The intense sweet-tart flavor of the pomegranate is a perfect match for hearty meats like lamb and duck.
It makes an exciting dressing whisked with your favorite oil, pomegranate seeds, toasted nuts and and feta cheese. It adds depth to pan sauces, braised meats or compotes.
Drizzle over poached fruits and ice cream for an elegant and easy dessert.
All balsamics are aged for 12 years, except for the Traditional, which is aged 18 years. They are all are out of Modena, Italy
DARK BALSAMIC VINEGARS – CARAMEL COLOR FREE
**18 Year Dark Balsamic Vinegar Condimento and ALL of the infused dark balsamic products made from it are caramel color-free!

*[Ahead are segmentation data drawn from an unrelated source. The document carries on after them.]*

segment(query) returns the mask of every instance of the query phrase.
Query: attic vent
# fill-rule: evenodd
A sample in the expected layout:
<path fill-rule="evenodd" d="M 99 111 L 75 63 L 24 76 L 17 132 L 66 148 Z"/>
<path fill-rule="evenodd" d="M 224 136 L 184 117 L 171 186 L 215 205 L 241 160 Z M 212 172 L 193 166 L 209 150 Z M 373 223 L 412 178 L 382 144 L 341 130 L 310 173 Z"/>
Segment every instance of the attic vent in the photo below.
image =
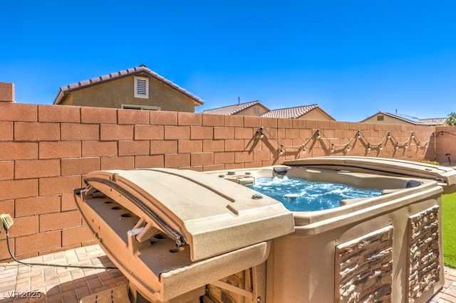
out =
<path fill-rule="evenodd" d="M 137 98 L 149 97 L 149 78 L 135 77 L 135 97 Z"/>

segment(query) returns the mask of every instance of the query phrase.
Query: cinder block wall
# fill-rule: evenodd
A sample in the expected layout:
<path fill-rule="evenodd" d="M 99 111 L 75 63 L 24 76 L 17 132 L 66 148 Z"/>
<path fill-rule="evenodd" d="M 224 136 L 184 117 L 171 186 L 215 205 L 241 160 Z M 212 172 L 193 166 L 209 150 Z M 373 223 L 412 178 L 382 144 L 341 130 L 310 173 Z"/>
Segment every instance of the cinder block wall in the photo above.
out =
<path fill-rule="evenodd" d="M 261 127 L 262 138 L 257 132 Z M 386 137 L 388 131 L 392 138 Z M 434 131 L 425 127 L 0 102 L 0 213 L 14 218 L 10 229 L 14 253 L 21 258 L 36 256 L 93 243 L 71 193 L 92 171 L 230 169 L 330 154 L 419 161 L 433 158 L 435 145 L 437 152 L 451 152 L 439 145 L 440 139 L 450 136 L 431 138 Z M 409 144 L 396 149 L 394 139 Z M 348 142 L 350 150 L 346 147 Z M 301 146 L 306 142 L 304 154 Z M 5 235 L 0 233 L 0 260 L 9 258 Z"/>
<path fill-rule="evenodd" d="M 456 166 L 456 126 L 435 127 L 435 160 Z M 447 154 L 450 154 L 448 156 Z M 450 163 L 451 162 L 451 163 Z"/>

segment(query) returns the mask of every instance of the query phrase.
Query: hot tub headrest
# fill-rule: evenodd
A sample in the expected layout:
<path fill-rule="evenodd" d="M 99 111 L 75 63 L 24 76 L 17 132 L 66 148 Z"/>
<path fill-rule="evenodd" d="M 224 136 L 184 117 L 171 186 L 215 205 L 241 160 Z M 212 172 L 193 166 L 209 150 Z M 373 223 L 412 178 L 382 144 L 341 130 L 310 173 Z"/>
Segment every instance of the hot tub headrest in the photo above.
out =
<path fill-rule="evenodd" d="M 410 180 L 407 182 L 407 185 L 405 186 L 406 188 L 411 188 L 412 187 L 417 187 L 423 184 L 423 182 L 420 182 L 416 180 Z"/>

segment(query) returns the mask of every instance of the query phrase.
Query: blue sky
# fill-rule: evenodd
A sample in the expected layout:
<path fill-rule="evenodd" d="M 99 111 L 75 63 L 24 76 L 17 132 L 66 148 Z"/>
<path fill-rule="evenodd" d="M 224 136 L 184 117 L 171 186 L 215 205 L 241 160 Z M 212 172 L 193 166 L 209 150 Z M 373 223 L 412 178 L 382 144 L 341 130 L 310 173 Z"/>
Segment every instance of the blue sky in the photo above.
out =
<path fill-rule="evenodd" d="M 138 66 L 210 108 L 318 104 L 338 121 L 456 112 L 456 2 L 6 1 L 0 81 L 16 101 Z"/>

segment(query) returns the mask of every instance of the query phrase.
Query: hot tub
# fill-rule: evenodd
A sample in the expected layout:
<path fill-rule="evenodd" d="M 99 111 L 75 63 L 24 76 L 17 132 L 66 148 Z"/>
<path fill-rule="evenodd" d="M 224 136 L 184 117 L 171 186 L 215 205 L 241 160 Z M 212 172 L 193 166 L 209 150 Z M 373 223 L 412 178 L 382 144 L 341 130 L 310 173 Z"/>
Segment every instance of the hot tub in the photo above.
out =
<path fill-rule="evenodd" d="M 340 207 L 290 211 L 261 178 L 377 188 Z M 452 169 L 320 157 L 200 173 L 97 171 L 75 190 L 101 247 L 151 302 L 427 302 L 444 283 L 441 195 Z"/>

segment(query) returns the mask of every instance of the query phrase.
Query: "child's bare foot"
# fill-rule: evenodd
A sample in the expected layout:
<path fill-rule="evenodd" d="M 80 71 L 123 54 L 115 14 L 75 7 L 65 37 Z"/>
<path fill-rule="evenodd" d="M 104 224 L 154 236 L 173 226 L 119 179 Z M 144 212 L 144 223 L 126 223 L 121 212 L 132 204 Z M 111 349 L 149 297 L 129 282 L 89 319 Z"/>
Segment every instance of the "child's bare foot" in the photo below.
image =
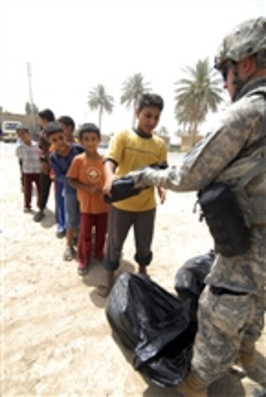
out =
<path fill-rule="evenodd" d="M 100 296 L 106 298 L 108 296 L 114 285 L 115 280 L 114 272 L 107 272 L 106 275 L 106 284 L 99 284 L 97 287 L 97 292 Z"/>
<path fill-rule="evenodd" d="M 147 275 L 147 269 L 146 266 L 140 265 L 138 268 L 138 272 L 140 275 Z"/>

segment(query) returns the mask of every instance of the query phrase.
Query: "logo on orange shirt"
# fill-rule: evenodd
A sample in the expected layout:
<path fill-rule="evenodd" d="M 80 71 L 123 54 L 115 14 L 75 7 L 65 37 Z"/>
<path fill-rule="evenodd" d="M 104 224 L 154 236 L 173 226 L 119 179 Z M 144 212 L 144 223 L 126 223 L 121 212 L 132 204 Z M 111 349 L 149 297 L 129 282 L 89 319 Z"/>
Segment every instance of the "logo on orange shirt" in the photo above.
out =
<path fill-rule="evenodd" d="M 91 182 L 97 182 L 100 180 L 101 174 L 97 168 L 89 167 L 86 170 L 86 176 L 88 179 Z"/>

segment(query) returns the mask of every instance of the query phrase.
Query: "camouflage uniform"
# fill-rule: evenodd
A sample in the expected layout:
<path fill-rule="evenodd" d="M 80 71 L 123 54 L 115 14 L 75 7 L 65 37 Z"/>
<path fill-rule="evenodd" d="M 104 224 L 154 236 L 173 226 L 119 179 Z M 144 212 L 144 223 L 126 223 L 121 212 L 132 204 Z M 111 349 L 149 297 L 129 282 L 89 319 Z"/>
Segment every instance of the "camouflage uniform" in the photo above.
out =
<path fill-rule="evenodd" d="M 264 40 L 265 48 L 266 31 Z M 264 326 L 265 165 L 244 189 L 238 184 L 258 159 L 266 157 L 266 76 L 245 84 L 234 99 L 215 129 L 185 156 L 179 169 L 147 168 L 130 173 L 135 187 L 160 186 L 177 192 L 199 190 L 213 181 L 226 182 L 248 215 L 250 249 L 232 258 L 218 256 L 199 301 L 192 369 L 208 384 L 234 364 L 242 342 L 257 340 Z"/>

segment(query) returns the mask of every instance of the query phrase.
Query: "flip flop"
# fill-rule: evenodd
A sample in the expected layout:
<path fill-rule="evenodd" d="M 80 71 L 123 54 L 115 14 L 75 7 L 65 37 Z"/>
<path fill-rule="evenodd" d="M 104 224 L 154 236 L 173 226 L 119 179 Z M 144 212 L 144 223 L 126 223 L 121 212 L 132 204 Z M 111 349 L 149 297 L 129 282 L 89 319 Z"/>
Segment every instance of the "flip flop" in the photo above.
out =
<path fill-rule="evenodd" d="M 75 250 L 73 247 L 67 247 L 63 254 L 64 260 L 72 260 L 75 257 Z"/>
<path fill-rule="evenodd" d="M 107 285 L 103 285 L 101 284 L 100 285 L 98 285 L 96 289 L 97 293 L 103 298 L 106 298 L 111 292 L 112 287 L 112 285 L 110 285 L 109 287 Z"/>

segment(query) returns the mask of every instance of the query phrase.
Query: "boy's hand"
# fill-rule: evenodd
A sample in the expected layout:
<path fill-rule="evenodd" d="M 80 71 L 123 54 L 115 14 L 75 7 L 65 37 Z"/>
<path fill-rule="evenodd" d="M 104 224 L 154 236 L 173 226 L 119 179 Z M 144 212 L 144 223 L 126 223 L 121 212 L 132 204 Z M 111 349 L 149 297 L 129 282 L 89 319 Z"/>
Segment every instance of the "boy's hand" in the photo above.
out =
<path fill-rule="evenodd" d="M 161 204 L 163 204 L 166 197 L 166 191 L 163 187 L 158 187 L 157 189 L 158 196 Z"/>
<path fill-rule="evenodd" d="M 84 187 L 85 188 L 85 190 L 91 194 L 94 194 L 95 196 L 100 196 L 103 194 L 103 190 L 99 187 L 92 186 L 91 185 L 85 185 Z"/>

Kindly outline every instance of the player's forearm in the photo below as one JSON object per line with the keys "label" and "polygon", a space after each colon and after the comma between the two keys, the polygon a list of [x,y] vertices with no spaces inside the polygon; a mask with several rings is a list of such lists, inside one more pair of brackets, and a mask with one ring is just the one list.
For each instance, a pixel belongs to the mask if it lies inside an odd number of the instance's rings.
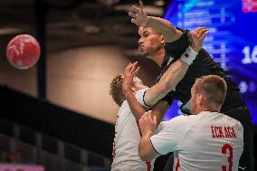
{"label": "player's forearm", "polygon": [[123,94],[129,105],[132,113],[134,114],[134,117],[136,118],[136,120],[139,120],[139,119],[144,115],[147,110],[137,100],[131,90],[126,90],[125,92],[123,92]]}
{"label": "player's forearm", "polygon": [[152,132],[148,132],[142,135],[138,145],[138,155],[144,161],[150,161],[155,157],[154,149],[150,140],[150,137],[153,135]]}
{"label": "player's forearm", "polygon": [[182,35],[182,32],[174,27],[169,21],[160,17],[148,16],[146,26],[151,27],[163,34],[167,43],[172,43]]}

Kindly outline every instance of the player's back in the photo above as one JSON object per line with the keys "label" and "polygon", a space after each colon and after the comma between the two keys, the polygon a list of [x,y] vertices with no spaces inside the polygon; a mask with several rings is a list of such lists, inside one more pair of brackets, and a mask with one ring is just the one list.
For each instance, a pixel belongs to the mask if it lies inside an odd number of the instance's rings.
{"label": "player's back", "polygon": [[[148,88],[147,88],[148,89]],[[138,101],[144,106],[143,97],[147,89],[135,93]],[[113,142],[113,162],[111,171],[129,170],[147,171],[148,166],[138,156],[140,132],[128,103],[125,100],[117,117],[115,124],[115,138]],[[154,160],[152,161],[152,165]],[[153,166],[152,166],[153,169]]]}
{"label": "player's back", "polygon": [[238,170],[243,148],[239,121],[208,111],[189,116],[186,121],[186,136],[175,152],[181,166],[178,170]]}

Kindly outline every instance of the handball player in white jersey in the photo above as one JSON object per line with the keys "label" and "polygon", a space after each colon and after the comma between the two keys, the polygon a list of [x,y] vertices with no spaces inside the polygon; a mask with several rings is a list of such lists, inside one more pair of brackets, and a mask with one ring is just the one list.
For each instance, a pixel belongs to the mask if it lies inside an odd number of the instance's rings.
{"label": "handball player in white jersey", "polygon": [[[158,108],[158,112],[153,112],[159,123],[168,108],[167,100],[162,100],[166,94],[175,89],[176,85],[183,79],[188,66],[193,62],[198,51],[202,48],[204,39],[208,33],[203,28],[202,35],[192,35],[194,43],[181,56],[181,58],[172,64],[172,67],[165,72],[159,82],[151,88],[143,85],[140,79],[136,77],[139,67],[138,63],[129,63],[124,73],[118,75],[110,83],[110,94],[114,101],[120,106],[115,124],[115,138],[113,142],[113,162],[111,171],[129,170],[129,171],[147,171],[153,170],[153,160],[143,161],[138,156],[138,143],[140,139],[140,130],[138,121],[144,114],[142,112],[131,111],[123,94],[127,94],[126,99],[131,98],[129,93],[124,91],[133,91],[138,101],[146,109]],[[159,36],[158,36],[159,37]],[[158,41],[158,40],[157,40]],[[163,40],[159,40],[163,41]],[[154,43],[159,43],[154,42]],[[154,45],[154,44],[153,44]],[[140,113],[133,115],[133,113]]]}
{"label": "handball player in white jersey", "polygon": [[150,160],[174,152],[174,171],[237,171],[243,128],[238,120],[219,112],[226,91],[223,78],[204,76],[191,90],[192,115],[161,122],[156,130],[151,111],[144,114],[139,120],[141,158]]}

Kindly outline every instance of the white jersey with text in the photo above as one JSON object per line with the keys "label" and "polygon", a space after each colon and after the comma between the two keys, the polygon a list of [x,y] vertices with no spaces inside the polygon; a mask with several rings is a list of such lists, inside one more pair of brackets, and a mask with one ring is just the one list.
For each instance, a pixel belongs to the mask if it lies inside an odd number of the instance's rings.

OV Harvest is supplied by one of the few companies in the world to offer a truly color-free product. It is estimated that upwards of 95% of all retail product labeled as “Balsamic” boasting a deep black-brown color derives its darkness not from cooked down, caramelized grape must, but instead from a food dye known as Caramel Color. This food dye is typically added in less than 5% by volume to give pale grape juice concentrate the appearance of being cooked and naturally caramelized in the Traditional Style. Its sole purpose is to add color, as it does not contain any sugar. It is odorless, flavorless, and contributes no density, thickness, or viscosity. In fact, it is impossible to detect its presence without a laboratory analysis. And with Italian Consortium law permitting it to be used in balsamic production, it is used with wild abandon.
The Trebbiano grape must used to make our Traditional Style Condimento is cooked in copper kettles over an open wood fire in the “Traditional Style”. This time honored method of making balsamic naturally thickens and deeply caramelizes the grape sugar which turns a rich, dark mahogany-brown. This method of production also adds the unmistakable complexity and richness which our product is known for. These sought after attributes cannot be achieved when grape juice is vacuum evaporated to concentrate it. The vacuum method of evaporating grape juice is the current industry standard for balsamic production. However, this modern commercialized method generates a pale, anemic grape juice concentrate the color of straw, which must be heavily “doctored” to even remotely resemble true balsamic. More often than not, this results in copious amounts of dye, thickeners, and distilled vinegar or wine vinegar being added to give a semblance of authenticity.